Solve the initial value problem $$\frac{dy}{dx}=\frac{y^2+2xy^2}{x^2y-x^2},~~y(1)=1$$
My attempt: I checked whether $(x^2y-x^2)dy-(y^2+2xy)dx=0$ is exact, but it was not exact.

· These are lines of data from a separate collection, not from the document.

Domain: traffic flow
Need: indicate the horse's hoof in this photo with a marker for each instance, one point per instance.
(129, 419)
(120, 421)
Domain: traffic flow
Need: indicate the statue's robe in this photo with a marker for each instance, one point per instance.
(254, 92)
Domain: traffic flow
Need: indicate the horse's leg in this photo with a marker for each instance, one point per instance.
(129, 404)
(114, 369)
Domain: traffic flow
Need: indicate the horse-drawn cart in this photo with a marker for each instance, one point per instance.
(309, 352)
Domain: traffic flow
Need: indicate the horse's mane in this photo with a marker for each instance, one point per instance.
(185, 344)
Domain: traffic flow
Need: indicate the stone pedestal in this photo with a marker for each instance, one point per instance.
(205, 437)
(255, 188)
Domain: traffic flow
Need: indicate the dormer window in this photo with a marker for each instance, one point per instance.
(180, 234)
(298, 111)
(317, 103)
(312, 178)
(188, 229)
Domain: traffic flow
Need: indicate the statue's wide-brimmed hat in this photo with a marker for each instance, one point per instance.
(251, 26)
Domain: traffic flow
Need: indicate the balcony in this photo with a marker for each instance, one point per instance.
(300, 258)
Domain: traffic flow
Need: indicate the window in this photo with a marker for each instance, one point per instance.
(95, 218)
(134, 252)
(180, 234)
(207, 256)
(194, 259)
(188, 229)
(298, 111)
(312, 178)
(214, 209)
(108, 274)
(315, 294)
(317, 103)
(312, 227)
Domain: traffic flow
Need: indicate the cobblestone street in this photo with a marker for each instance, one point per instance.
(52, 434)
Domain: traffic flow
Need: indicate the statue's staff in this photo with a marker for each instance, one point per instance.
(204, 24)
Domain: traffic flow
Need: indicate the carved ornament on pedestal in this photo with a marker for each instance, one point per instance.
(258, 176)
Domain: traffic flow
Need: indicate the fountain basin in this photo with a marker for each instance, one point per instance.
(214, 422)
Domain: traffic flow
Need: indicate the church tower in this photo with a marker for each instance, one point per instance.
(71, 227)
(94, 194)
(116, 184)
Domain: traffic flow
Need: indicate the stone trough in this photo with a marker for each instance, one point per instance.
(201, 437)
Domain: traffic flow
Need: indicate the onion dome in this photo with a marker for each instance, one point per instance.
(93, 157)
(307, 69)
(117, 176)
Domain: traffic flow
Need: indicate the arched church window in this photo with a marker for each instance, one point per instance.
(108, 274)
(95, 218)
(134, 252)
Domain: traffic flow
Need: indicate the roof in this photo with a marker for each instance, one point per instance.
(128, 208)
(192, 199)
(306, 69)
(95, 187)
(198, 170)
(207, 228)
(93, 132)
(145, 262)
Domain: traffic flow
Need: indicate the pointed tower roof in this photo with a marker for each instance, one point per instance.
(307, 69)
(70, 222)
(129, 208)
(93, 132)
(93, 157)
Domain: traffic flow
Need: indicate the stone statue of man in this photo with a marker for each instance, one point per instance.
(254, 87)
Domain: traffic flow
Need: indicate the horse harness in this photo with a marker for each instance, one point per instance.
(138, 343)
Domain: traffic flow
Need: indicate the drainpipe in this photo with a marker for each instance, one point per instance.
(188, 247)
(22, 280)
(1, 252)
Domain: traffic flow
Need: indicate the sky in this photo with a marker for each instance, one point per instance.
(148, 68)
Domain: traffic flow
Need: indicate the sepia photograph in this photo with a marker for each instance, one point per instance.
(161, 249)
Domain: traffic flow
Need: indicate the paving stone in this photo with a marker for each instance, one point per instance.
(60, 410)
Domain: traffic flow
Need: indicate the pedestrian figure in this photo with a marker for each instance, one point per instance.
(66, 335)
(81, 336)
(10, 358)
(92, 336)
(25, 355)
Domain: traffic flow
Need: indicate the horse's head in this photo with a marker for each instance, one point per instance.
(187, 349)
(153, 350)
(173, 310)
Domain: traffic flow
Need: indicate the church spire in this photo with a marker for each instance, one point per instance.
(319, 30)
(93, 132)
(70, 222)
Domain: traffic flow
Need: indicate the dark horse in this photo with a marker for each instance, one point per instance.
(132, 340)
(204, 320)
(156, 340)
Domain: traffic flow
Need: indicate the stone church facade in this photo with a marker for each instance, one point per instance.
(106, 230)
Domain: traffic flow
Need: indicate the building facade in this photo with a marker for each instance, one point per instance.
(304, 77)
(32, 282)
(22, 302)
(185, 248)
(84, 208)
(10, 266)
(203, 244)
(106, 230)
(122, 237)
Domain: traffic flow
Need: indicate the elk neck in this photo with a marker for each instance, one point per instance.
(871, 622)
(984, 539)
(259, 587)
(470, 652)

Also the substitution $y=ux$ makes $$x\frac{du}{dx}=\frac{u^2+ux-u}{ux-1}$$ and stucked.
On
$$(x^2y-x^2)dy-(y^2+{2xy})dx=0$$ You forgot the square for $y$: $$(x^2y-x^2)dy-(y^2+\color {red}{2xy^2})dx=0$$ $$\dfrac {(y-1)}{y^2}dy-\dfrac {(1+2x)}{x^2}dx=0$$ The differential is exact. $$Mdx+Ndy=0$$ $$\partial_y M =\partial_x N=0$$ Note that the DE in the title and the DE in the body are different since you wrote: $$f(x,y)=\frac{y^2+2xy}{x^2y-x^2}$$
$\frac{dy}{dx}=\frac{y^2+2xy^2}{x^2y-x^2}=\frac{(1+2x)y^2}{(y-1)x^2}\\ $
Your diff eq is separable.
$\int \frac {y-1}{y^2}\ dy = \int \frac {1+2x}{x^2} \ dx$